Microsoft not transparent with sales information: regulator [China Daily: Hong Kong Edition]
(China Daily: Hong Kong Edition Via Acquire Media NewsEdge) A employee stands in the Microsoft booth during the 2014 Computex exhibition at the TWTC Nangang exhibition hall in Taipei June 3, 2014. [Photo/Agencies]
A Chinese antitrust regulator said on Tuesday that Microsoft Corp had not been fully transparent with its sales data on the software it distributes in China, including information on sales of its media player and web browser software.
Microsoft has expressed willingness to cooperate with ongoing investigations, Zhang Mao, the head of the State Administration for Industry and Commerce (SAIC), told reporters at a briefing in Beijing.
"After multiple meetings including at high levels, they've expressed a willingness to respect Chinese law and collaborate with investigating officials," Zhang said.
The Microsoft investigation comes amid a spate of anti-trust probes against foreign firms in China, including mobile chipset maker Qualcomm Inc and German car maker Daimler AG's (DAIGn.DE) luxury auto unit Mercedes-Benz. The investigations have renewed fears of Chinese protectionism.
The SAIC said earlier this month that Microsoft had been suspected of violating China's anti-monopoly law since June last year in relation to problems with compatibility, bundling and document authentication for its Windows operating system and Microsoft Office software.
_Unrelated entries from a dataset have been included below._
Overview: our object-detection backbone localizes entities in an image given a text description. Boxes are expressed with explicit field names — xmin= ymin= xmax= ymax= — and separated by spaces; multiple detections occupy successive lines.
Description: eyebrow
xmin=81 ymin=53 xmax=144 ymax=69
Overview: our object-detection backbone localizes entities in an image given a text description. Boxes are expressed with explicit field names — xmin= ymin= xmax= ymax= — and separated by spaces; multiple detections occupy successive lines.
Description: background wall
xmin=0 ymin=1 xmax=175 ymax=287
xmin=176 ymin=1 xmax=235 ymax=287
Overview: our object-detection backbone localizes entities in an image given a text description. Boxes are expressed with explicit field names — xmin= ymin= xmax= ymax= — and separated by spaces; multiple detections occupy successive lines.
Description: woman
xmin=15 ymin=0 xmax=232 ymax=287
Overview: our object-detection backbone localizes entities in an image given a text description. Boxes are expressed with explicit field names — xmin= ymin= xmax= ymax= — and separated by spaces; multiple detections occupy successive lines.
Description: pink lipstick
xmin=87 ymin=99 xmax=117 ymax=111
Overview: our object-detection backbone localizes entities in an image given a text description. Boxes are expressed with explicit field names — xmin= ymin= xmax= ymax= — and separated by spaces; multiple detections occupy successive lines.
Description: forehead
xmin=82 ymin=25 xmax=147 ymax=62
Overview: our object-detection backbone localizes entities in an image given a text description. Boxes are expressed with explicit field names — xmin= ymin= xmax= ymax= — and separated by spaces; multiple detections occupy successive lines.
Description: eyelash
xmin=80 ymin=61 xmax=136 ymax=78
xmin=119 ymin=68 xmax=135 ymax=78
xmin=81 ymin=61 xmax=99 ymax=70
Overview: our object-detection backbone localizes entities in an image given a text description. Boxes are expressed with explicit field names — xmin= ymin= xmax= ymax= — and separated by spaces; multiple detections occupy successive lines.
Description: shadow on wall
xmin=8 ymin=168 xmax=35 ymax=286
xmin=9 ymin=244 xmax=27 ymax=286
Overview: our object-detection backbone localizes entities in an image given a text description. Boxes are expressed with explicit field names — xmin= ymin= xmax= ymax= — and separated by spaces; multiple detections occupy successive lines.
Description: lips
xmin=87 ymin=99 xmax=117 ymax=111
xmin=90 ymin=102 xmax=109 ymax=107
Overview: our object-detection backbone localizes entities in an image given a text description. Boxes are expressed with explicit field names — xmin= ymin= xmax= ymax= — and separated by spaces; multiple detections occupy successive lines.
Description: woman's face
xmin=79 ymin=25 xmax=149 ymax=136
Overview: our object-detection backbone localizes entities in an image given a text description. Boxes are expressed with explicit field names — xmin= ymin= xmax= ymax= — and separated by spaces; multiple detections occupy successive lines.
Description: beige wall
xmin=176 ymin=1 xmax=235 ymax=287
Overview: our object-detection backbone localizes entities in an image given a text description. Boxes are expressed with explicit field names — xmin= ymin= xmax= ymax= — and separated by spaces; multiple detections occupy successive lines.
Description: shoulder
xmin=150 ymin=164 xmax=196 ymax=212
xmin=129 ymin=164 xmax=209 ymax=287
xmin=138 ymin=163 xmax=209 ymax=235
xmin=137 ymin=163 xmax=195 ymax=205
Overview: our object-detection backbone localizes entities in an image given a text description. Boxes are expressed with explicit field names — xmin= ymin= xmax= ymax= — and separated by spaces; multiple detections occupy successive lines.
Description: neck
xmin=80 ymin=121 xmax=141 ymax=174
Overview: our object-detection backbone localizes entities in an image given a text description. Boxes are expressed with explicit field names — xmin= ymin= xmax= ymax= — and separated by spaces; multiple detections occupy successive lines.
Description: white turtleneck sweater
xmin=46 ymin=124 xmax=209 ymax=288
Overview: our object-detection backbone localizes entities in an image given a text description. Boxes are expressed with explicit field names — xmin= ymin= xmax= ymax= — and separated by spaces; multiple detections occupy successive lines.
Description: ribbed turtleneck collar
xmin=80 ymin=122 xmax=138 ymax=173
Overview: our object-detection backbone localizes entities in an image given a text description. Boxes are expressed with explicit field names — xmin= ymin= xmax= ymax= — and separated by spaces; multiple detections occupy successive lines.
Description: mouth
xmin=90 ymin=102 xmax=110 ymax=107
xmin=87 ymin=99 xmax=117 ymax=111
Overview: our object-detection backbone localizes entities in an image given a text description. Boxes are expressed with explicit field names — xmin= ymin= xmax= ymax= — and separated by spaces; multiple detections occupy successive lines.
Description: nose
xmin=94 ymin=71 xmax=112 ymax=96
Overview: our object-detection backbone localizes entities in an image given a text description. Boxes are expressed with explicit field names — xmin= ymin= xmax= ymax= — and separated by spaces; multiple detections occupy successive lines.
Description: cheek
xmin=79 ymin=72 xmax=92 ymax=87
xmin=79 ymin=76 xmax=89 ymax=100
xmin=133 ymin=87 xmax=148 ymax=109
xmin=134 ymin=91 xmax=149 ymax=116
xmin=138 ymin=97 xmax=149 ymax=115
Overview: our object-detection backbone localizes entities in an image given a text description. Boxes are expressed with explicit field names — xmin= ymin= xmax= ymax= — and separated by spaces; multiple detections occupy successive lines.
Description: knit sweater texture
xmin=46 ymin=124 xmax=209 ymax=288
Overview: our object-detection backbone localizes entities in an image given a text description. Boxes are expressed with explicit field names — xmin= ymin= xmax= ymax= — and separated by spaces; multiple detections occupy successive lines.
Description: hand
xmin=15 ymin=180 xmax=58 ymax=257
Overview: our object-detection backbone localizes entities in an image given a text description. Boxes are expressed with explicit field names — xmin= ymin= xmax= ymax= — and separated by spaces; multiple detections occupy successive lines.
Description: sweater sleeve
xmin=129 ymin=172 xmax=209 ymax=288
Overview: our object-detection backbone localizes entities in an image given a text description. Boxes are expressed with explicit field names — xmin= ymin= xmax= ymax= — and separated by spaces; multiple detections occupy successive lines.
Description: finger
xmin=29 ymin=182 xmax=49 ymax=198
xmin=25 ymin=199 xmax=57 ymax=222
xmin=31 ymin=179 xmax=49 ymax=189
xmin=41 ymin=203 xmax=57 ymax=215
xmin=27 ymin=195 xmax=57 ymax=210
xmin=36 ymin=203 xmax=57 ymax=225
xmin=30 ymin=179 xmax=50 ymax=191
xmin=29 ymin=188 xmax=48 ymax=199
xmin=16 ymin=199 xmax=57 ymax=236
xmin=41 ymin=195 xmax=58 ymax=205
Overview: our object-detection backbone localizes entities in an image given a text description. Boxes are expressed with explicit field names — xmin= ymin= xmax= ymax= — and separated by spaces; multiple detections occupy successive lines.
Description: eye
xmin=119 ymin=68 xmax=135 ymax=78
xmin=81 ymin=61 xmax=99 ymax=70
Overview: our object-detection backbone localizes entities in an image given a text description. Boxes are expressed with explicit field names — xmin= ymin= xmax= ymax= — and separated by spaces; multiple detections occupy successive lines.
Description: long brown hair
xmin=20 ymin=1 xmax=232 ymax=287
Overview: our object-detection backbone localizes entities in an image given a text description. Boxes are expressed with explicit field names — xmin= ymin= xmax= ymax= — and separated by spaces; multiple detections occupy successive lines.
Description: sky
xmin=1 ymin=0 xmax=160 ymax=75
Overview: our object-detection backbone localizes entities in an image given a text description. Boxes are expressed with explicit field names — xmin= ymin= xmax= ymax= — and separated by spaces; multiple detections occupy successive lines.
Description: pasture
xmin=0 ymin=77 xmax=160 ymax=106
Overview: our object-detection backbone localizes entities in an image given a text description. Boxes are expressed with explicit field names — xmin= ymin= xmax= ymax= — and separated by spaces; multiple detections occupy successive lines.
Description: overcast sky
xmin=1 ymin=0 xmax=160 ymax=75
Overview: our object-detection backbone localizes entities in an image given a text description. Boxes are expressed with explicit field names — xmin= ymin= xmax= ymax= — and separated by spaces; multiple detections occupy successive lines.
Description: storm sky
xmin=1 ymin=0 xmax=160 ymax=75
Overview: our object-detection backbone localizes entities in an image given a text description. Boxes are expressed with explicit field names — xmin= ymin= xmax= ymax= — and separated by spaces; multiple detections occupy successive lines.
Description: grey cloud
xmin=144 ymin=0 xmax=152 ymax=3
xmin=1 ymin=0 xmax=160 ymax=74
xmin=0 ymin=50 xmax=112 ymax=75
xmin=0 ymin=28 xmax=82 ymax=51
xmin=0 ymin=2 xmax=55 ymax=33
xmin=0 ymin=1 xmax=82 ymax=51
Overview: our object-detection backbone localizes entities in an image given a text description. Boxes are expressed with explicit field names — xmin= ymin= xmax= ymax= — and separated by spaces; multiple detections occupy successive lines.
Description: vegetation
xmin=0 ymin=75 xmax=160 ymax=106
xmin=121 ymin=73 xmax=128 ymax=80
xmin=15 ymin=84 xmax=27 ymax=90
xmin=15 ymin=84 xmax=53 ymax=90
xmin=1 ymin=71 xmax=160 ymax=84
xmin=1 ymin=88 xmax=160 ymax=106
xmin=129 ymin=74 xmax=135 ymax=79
"The investigation is presently ongoing, and we will disclose the results to the public in a timely fashion," Zhang said, adding that the Microsoft probe is one of nine investigations opened this year which include the software, tobacco, telecommunications, insurance, tourism and utilities sectors.
The companies involved in the nine investigations comprise domestic, foreign, state-owned enterprises and trade associations, Zhang said.
A Microsoft spokesman declined to comment when contacted by telephone.
The SAIC, one of China's three anti-monopoly regulators, formally announced its investigation into Microsoft's activities this month after officials raided Microsoft offices in several major cities and met Microsoft Deputy General Counsel Mary Snapp for questioning in Beijing.